5. Monadic Grouping & Context Aggregation
Volnux treats Task Groupings as Logical Decision Nodes.
- Context Isolation: Every sub-engine operates on a new branch of the
ExecutionContexttree. - State Aggregation: Upon completion of a group, the sub-engine applies the
ResultEvaluationStrategy(e.g.,ALL_MUST_SUCCEED) to the leaf nodes of the sub-context. - Path Selection: This results in a single descriptor (
0or1) being returned to the Parent Engine. - Data Integrity: The Parent Engine retains a reference to the root of the sub-context tree. This allows users to programmatically traverse the doubly-linked list of nodes to inspect specific errors, even after the sub-engine has been de-allocated.
6. Decoupled Context Persistence
A key architectural pillar of Volnux is the separation between Execution (Engines) and State (Context).
- State as a Tree: Because every grouping
{}creates a sub-context, the final execution state is a Fractal Tree. - Bidirectional Traversal: The use of a doubly linked list at each node allows the user to perform "Time-Travel Debugging"—moving backward from a failure node to find the specific input that caused it.

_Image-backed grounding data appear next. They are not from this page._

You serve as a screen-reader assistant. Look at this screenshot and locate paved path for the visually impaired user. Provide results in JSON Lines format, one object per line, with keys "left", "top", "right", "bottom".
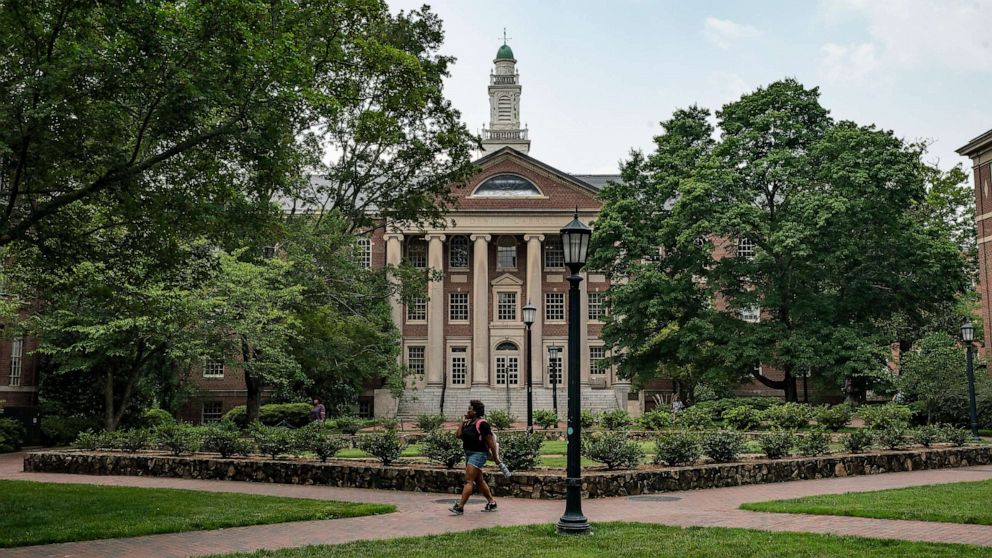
{"left": 4, "top": 452, "right": 992, "bottom": 557}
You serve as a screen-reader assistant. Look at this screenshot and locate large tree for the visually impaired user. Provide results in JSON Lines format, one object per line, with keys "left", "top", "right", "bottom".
{"left": 592, "top": 79, "right": 969, "bottom": 401}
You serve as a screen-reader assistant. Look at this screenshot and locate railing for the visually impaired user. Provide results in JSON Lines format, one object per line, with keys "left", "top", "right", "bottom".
{"left": 490, "top": 74, "right": 517, "bottom": 85}
{"left": 482, "top": 128, "right": 528, "bottom": 141}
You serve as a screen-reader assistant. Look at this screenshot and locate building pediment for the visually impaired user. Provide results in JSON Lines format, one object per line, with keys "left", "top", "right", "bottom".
{"left": 490, "top": 273, "right": 524, "bottom": 287}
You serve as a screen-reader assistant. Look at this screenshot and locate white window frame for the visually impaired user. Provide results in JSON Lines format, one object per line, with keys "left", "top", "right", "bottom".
{"left": 494, "top": 341, "right": 520, "bottom": 386}
{"left": 407, "top": 346, "right": 426, "bottom": 376}
{"left": 356, "top": 237, "right": 372, "bottom": 269}
{"left": 406, "top": 239, "right": 427, "bottom": 269}
{"left": 496, "top": 236, "right": 517, "bottom": 270}
{"left": 448, "top": 292, "right": 469, "bottom": 322}
{"left": 544, "top": 235, "right": 565, "bottom": 269}
{"left": 203, "top": 360, "right": 225, "bottom": 378}
{"left": 8, "top": 337, "right": 22, "bottom": 387}
{"left": 739, "top": 305, "right": 760, "bottom": 323}
{"left": 201, "top": 401, "right": 223, "bottom": 423}
{"left": 544, "top": 292, "right": 565, "bottom": 322}
{"left": 737, "top": 237, "right": 755, "bottom": 261}
{"left": 406, "top": 296, "right": 427, "bottom": 322}
{"left": 449, "top": 235, "right": 469, "bottom": 270}
{"left": 450, "top": 346, "right": 468, "bottom": 386}
{"left": 497, "top": 291, "right": 517, "bottom": 321}
{"left": 590, "top": 346, "right": 607, "bottom": 375}
{"left": 588, "top": 292, "right": 604, "bottom": 322}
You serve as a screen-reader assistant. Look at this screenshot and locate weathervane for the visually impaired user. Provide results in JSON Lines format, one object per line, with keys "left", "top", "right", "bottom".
{"left": 499, "top": 27, "right": 511, "bottom": 45}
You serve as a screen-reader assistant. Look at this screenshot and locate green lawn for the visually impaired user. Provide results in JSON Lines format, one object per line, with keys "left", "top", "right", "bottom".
{"left": 0, "top": 480, "right": 394, "bottom": 548}
{"left": 206, "top": 522, "right": 992, "bottom": 557}
{"left": 741, "top": 479, "right": 992, "bottom": 525}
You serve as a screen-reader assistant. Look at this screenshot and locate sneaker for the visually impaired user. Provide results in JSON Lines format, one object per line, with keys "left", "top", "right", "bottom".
{"left": 499, "top": 462, "right": 512, "bottom": 478}
{"left": 483, "top": 501, "right": 498, "bottom": 512}
{"left": 449, "top": 503, "right": 464, "bottom": 515}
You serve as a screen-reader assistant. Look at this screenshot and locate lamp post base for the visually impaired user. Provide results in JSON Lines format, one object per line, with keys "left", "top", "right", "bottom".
{"left": 556, "top": 514, "right": 590, "bottom": 535}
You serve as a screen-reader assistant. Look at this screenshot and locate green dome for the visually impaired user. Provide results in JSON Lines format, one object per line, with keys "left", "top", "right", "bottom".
{"left": 496, "top": 44, "right": 514, "bottom": 60}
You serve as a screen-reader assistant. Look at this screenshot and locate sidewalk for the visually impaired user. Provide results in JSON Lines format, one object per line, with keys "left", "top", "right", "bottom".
{"left": 3, "top": 451, "right": 992, "bottom": 557}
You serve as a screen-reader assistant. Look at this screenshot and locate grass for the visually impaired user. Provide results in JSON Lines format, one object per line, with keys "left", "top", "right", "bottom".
{"left": 0, "top": 480, "right": 394, "bottom": 548}
{"left": 206, "top": 522, "right": 992, "bottom": 558}
{"left": 740, "top": 479, "right": 992, "bottom": 525}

- Engine as a Pure Function: The Engine remains stateless; it consumes the ExecutionContext, performs a transition, and updates the tree. This makes the Engine highly swappable (e.g., moving from a Local Engine to a Remote Celery Engine) without losing history.
7. Conclusion
By ensuring that the "waiting" components (Engines) never consume "parallel" resources (Processes), Volnux achieves a fractal, recursive architecture that is immune to local fork bombs and resource starvation. This architecture allows Volnux to scale from simple local scripts to complex, multi-layered batch processing pipelines with predictable memory and CPU footprints.